Cruel coronavirus scams to watch out for

Wherever there’s a crisis, there’s sadly someone willing to take advantage and the Covid-19 pandemic is no exception.

Users of PCs, laptops, tablets and smart phones need to be more alert than ever right now and should be extra careful not to click on a suspect email or text.

Only open links from sources you trust and even then hover over the name of the sender to try to find out the sender is not impersonating a work colleague or an organisation that you trust.

 Here, we look at some of the current scams, reported on UK news websites.  

The PPE scams

Shockingly, the need for workers to source Personal Protective Equipment has led to new scams.

Website found frequent scams now linked to offers of personal protective equipment or hygiene products such as sanitiser gel. That might mean websites selling products they will never ship or sites harvesting credit and debit card details.

The job retention scheme scam

Criminals are stealing business bank details by emailing bosses and claiming to be from HMRC. They ask for business bank account details, claiming that this is to guarantee payment of the salary subsidy.

At least one website has been taken down.

The council tax reduction scam

The Chartered Trading Standards Institute (CTSI) has warned of a new email scam claiming to offer a council tax reduction, inviting recipients to click on a link and claim their discount via a plausible webpage covered in government branding.

In reality, it’s a phishing scam designed to steal sensitive data from victims.

The tracing app scam

We’re told a tracing app is a necessary part of combating the virus, one that can warn people if they have come into contact with Covid-19.

But before it is even launched, scammers are using the idea of it to steal data and commit identity theft.
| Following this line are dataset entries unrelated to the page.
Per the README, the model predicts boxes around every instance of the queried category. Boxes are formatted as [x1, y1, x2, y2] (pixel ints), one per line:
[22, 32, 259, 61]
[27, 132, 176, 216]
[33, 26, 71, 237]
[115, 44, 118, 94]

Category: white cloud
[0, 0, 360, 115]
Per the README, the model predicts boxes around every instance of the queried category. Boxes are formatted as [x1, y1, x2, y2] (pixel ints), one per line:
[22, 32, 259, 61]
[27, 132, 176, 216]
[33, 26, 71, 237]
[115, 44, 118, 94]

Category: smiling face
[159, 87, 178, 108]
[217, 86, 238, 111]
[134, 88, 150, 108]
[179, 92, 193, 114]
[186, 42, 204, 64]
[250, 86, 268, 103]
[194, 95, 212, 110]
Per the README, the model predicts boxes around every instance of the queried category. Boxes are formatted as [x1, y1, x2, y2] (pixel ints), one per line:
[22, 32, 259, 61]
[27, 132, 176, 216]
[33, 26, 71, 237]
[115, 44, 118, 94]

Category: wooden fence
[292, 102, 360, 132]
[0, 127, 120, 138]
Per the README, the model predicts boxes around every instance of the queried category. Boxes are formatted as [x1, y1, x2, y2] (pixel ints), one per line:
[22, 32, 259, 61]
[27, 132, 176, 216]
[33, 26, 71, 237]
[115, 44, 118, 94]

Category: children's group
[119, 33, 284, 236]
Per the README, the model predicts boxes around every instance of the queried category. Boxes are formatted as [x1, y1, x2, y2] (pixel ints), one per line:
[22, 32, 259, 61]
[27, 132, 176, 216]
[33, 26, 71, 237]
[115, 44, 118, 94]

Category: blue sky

Some people have already received texts claiming they have come into contact with a person who has tested positive, texts that include a link to a website that collects enough information to compromise their bank accounts.

The self-employment income support scheme scam

It was always inevitable that there would be scams surrounding a scheme that paid out a lump sum to the UK’s army of freelancers.

HMRC has had to ask internet service providers to take down over 300 scam websites that are exploiting various aspects of the crisis and this self-employment scheme has been a significant part of that.

The Netflix scam

As everyone is spending more time indoors at present, there’s an appetite to find new films and box sets to watch.

 This has resulted in a rise of scams claiming to offer free trials of subscription services like Netflix and Disney+.

Some of the scams claim existing customers need to update their credit card details or lose their service, in order to entice them into sharing their data.

If there really is a free trial of any service then you will be able to find details by searching online. If you can’t then this is simply a scam.

The fake pet fraud

The Chartered Trading Standards Institute has reported a rise in the number of scams relating to animals and Action Fraud says it received reports of around £300,000 lost in phoney deposits for non-existent pet sales. These have included demands for money for fake vaccinations.